The lower paling (running N-S) has the notch facing towards me; the upper (E-W) has the notch facing to my left. On account of the lower paling, the bamboo cane cannot flex to the north, south, or to the west. On account of the upper paling, the bamboo cane cannot flex to the east, west, or to the south.
It follows that the cane can not shift to the north, east, south or west; that is, the cane is locked in place.
It follows that any paling that is leant against two adjacent canes can neither flex the canes, nor fall out of the structure.
Brilliant.
I could use refrigerator shelves (free at your local rubbish tip) as walls, but they are too large to stack alternately, and so cannot relay on the bamboo cane for support.
A series of regular palings, as seen on the ground, are stacked pair wise running N-S, and then E-W, then N-S and so on. This will leave a convenient air-gap the width of the palings.
You will not need identical palings; any scrap of wood, even tree limbs of roughly equal size, will work well.
I have loaded a barrow of sawdust (from sawing logs for fuel) as the first later, sitting directly atop the lawn.
I bring just four shovels of old soil for the next layer.

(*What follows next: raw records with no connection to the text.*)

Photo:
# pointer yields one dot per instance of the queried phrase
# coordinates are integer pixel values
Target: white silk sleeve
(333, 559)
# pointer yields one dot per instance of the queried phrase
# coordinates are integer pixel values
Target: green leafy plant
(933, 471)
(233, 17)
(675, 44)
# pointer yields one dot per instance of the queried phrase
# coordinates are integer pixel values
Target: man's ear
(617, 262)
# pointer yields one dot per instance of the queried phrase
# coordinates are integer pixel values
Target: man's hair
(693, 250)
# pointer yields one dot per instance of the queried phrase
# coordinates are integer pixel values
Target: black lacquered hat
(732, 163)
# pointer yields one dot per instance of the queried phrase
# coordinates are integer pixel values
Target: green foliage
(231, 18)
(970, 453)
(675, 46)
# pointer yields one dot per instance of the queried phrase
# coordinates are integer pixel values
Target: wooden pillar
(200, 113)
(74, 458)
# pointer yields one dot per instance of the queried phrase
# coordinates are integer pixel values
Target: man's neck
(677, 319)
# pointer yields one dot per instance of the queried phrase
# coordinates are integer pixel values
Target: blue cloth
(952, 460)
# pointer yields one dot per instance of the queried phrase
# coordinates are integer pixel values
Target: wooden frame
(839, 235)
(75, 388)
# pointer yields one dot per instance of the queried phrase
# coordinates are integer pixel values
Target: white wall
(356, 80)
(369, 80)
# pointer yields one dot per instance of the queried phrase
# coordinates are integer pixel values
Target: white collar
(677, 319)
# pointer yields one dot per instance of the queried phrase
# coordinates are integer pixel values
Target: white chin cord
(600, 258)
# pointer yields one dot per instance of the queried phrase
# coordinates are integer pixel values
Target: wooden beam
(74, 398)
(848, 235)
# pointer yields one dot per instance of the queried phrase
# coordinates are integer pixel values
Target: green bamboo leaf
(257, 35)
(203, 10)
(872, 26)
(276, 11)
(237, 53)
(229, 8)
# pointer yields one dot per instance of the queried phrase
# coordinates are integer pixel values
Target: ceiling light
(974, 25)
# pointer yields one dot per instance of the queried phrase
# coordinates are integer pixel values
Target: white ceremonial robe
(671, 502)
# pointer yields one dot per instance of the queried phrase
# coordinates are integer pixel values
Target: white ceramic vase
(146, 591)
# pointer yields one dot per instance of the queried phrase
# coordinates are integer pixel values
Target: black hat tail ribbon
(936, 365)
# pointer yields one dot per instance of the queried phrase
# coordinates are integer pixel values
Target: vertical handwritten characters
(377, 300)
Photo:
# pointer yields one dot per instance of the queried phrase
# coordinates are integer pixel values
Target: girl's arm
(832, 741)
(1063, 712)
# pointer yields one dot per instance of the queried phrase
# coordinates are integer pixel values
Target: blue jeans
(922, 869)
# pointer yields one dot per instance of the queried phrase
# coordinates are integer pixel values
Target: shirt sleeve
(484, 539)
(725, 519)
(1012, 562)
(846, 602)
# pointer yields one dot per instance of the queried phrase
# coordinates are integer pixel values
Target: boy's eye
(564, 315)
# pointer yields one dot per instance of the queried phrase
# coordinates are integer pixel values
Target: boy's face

Do not use the compost heap as a sink to put soil. The plan is to have the compost heap make soil, not absorb it.
We need the soil for the bacteria and microbe life, so that that life can start to work on the sawdust and grass clippings. I believe that the earthworms ingest small particles of soil for grinding in the gut.
I had a pile of grass clippings that sat through winter. By now they have begun to rot and attract colonies of worms. I skim them plate-like from the heap.
\This barrow load is probably equivalent to two or three barrows of fresh grass-clippings.
And onto the pile they go. Next four more shovels of soil, then sawdust, soil, grass and so on. The current material will settle down and compress to about half this height over the next few weeks.
I have balanced the next pair of N-S palings atop the wall ready for the next load of material.
Immediately below my N-S notched paling is an E-W notched paling. The arrow points to that notch.
This layer of palings is temporary, and will be moved up a few inches at a time to a point about eighteen inches above the ground, then more regular palings, and finally a third set of notched palings at the top of the heap.